Felices y sin casa
Aunque el paisaje es limitado,
desde una ventana abierta al mundo algo se ve. Más aún si es una ventana
indiscreta, hitchconiana. A mediados
de abril, en plena reclusión, a las siete de la tarde dos indigentes sentados
en el suelo comparten litrona y un chiflo que se han liado. Y charla animada y
risas. Despreocupados de virus y de separaciones mínimas, de guantes o de hidrogeles,
de cualquier espíritu de alarma. No hay distancia física entre ellos, hay
distancia social con los demás.
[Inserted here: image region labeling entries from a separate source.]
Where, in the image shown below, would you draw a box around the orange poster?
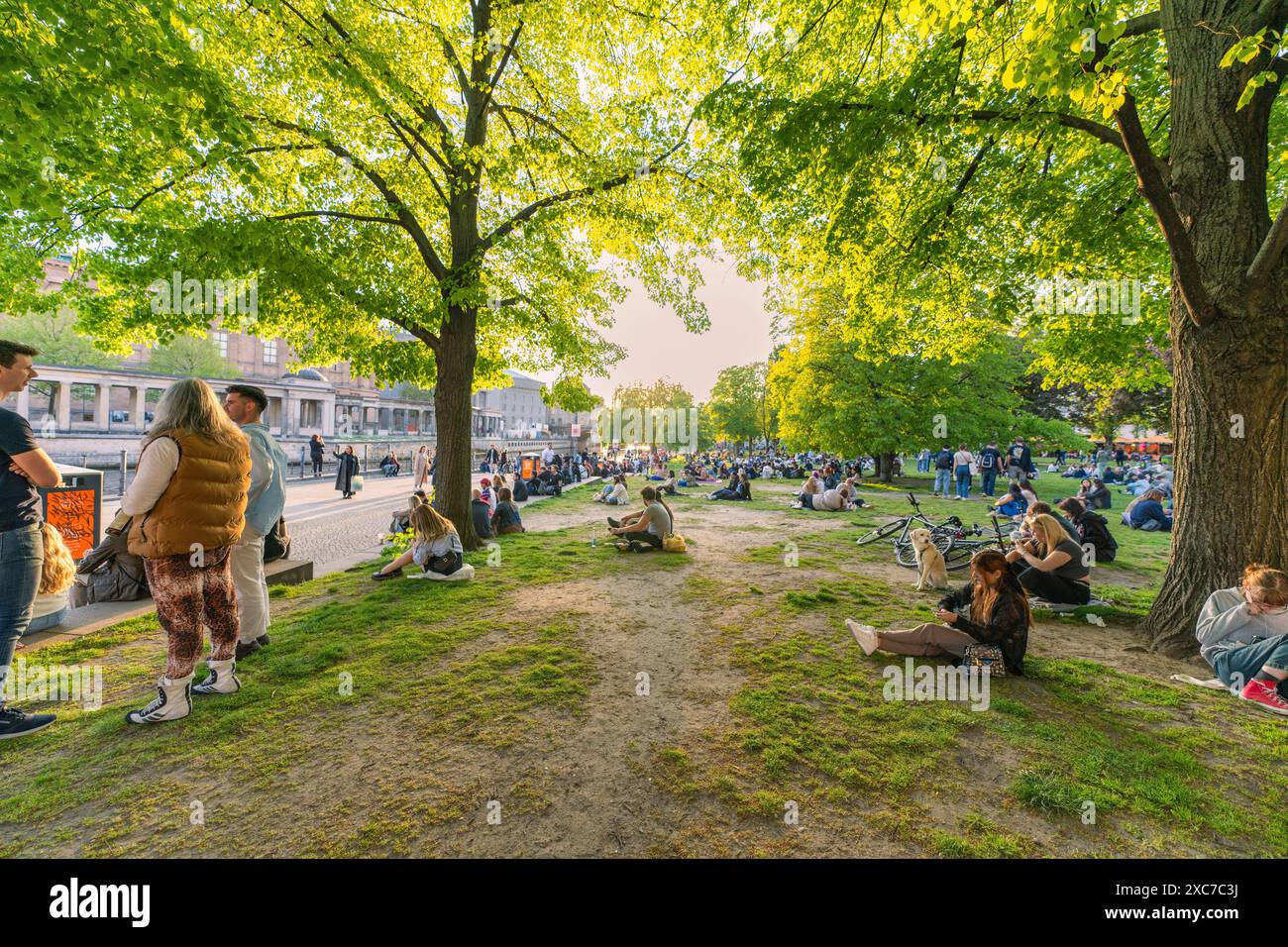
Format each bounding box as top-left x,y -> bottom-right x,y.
46,489 -> 94,559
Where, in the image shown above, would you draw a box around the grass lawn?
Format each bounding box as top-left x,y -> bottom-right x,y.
0,478 -> 1288,857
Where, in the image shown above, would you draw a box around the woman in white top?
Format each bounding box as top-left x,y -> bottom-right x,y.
953,445 -> 975,500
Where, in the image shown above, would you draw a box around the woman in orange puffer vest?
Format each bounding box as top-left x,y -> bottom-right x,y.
121,378 -> 250,724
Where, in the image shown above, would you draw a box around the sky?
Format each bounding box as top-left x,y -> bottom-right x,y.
535,261 -> 772,401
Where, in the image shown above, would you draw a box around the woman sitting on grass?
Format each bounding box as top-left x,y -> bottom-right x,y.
492,487 -> 527,536
707,473 -> 751,500
595,474 -> 630,506
1006,513 -> 1091,605
989,480 -> 1029,522
845,549 -> 1033,674
1195,563 -> 1288,714
371,504 -> 465,582
608,487 -> 675,553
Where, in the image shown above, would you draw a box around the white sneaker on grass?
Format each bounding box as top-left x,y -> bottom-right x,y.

Ya la había.
Ellos, los desposeídos, sin
futuro desde hace mucho, son los más tranquilos; ahora los vulnerables somos
los demás, los que tenemos algo que perder, siquiera la salud.
Después, mientras uno tira
educadamente el tetrabrik en la
papelera, el otro se alivia con una micción gloriosa en la pared. Al fin
(alguien habrá avisado, sospecho; demasiado vigilante espontáneo) dos policías
les dispersan sin problema; dócilmente se han alejado.
Se me ocurre que el Estado,
padre protector, les imponga una sanción. Sí, una sanción económica, que tiene
mucha gracia en su caso. Multados… ¡por ser más felices!